Monday, March 21, 2005


The Eighth Amendment to the Constitution – article eight of the Bill of Rights – prohibits “Cruel and Unusual Punishment”. On March 21st, the United States Congress effectively redefined the meaning and scope of the Eighth Amendment – with Bush immediately signing their act into law.

Crucified, Immanuel was taken down early because Jewish law mandates burial within three days of death – the belief, shared by most cultures, being that a soul is trapped on earth until the body is properly sanctified. (Matt 27:57; John 19:31)

Florida Representative Jim Davis (D) classified the actions of his fellow congressman with the words, “These actions today are a clear threat to our democracy.”

House Democratic leader, Nancy Pelosi of California characterized it with these words: "The actions of the majority in attempting to pass constitutionally dubious legislation are highly irregular and an improper use of legislative authority.”

Obviously, in this most religious period of the year, when analogy to Immanuel is most pungent, many of you already know I am talking about Terri Schiavo – in a vegetative state since February 25th, 1990. At issue is her “right to die”; or more accurately, since she has no cognitive functions, the right to a proper funeral so that her soul can move on.

The Constitutional issue comes from assertions of Senate Republican majority leader Bill Frist of Tennessee – who is a medical doctor – in asserting, "Remember, Terri is alive, Terri is not in a coma."

The Schiavo case is unique, she was receiving any life-sustaining treatment beyond the feeding tube and does not appear to be in the physical state normally associated with decisions to end medical assistance. However, the lack of cognitive function renders “brain dead” – a medical state sufficient to warrant cessation of assistance in hundreds of case every year.

The debate becomes one of what is life? Is it the continuation of bodily function in the presence of sustenance, but without cognitive function? Or, is it the continuation of cognitive function – regardless of the necessary interventions to sustain the body?

Imagine this: Terri is alive, with undetected cognitive function. She is a prisoner in her own body and the nerves which will allow her to communicate no longer exist. Having spent 15 years in this prison, by act of Congress, she is to be sentenced to “imprisonment for life” – currently, another 40 years or more.
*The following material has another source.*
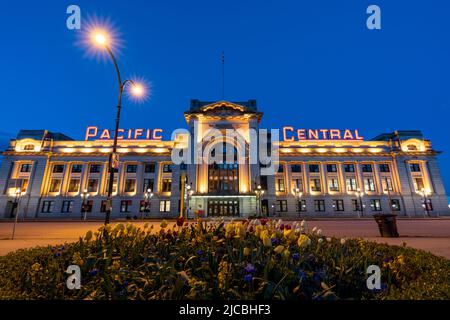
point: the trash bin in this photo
(387, 224)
If Congress can do that to Terri, who has committed no crime, why couldn’t they eventually decide to do it to criminals? Would they chemically paralyze a criminal, insert a feeding tube and thus time would be served imprisoned within their own body. Think of the money we would save.
Speaking of money. President Bush now seeks to “err on the side of life” when only a few weeks ago he wanted to cut the Medicaid funding which sustains Terri’s body – and countless Terri’s.

If what is being imposed on Terri is not cruel and unusual, is not an 8th Amendment violation, it follows it can be imposed on everyone. If not prisoners, than all the “brain dead” whose bodies can be sustained with only feeding tubes – utilizing Medicaid funds diverted from the living.
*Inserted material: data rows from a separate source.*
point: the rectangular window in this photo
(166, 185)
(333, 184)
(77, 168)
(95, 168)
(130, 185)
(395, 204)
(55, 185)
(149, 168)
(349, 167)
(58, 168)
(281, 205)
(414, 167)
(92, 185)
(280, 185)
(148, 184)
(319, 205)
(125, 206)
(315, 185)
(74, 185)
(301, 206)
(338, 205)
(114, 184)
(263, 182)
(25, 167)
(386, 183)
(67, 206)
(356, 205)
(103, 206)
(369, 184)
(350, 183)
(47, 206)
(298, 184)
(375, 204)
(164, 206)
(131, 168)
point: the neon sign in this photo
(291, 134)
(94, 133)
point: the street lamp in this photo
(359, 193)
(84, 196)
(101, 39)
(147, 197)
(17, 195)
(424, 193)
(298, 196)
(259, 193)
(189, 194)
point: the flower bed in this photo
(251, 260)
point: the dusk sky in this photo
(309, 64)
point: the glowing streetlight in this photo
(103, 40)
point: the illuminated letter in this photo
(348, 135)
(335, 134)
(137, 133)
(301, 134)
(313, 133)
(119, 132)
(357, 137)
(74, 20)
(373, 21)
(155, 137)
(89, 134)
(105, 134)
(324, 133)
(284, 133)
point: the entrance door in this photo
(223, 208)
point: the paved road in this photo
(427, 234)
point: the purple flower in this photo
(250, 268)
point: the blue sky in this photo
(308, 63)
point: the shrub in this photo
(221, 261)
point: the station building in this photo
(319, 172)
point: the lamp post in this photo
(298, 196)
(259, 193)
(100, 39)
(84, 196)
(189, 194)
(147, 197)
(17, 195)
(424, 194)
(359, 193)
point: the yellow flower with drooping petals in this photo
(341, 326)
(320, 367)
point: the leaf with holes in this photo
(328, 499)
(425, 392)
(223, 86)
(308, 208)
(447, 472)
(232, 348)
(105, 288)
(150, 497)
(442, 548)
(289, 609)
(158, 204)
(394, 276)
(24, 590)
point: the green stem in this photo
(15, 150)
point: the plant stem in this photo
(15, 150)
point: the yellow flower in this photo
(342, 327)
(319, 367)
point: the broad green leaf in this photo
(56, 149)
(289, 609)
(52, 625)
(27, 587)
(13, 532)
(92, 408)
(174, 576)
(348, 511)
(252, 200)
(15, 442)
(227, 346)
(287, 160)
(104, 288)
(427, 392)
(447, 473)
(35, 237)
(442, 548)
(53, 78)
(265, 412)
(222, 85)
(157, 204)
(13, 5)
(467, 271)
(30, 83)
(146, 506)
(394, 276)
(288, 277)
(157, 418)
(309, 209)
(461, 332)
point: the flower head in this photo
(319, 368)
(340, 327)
However, Terri is “brain dead” – short of doctors discovering the technique Immanuel utilized on Lazarus and subsequently taught his Apostles, she is dead; and Congress and the President have dictated that her soul be entombed on earth until the day her shell succumbs to corruption.

The current administration has authorized torture by declaring insurgents and accused terrorist to be outside the scope of the Geneva Convention a – or moral treatment. This Administration has washed its hands of crimes of torture by raising its legal advocate to the post of Attorney General.
Now, in this period of heightened religious observance and recollection of the origins of modern faiths, we must ask what morality is in play – how many souls will be denied closure?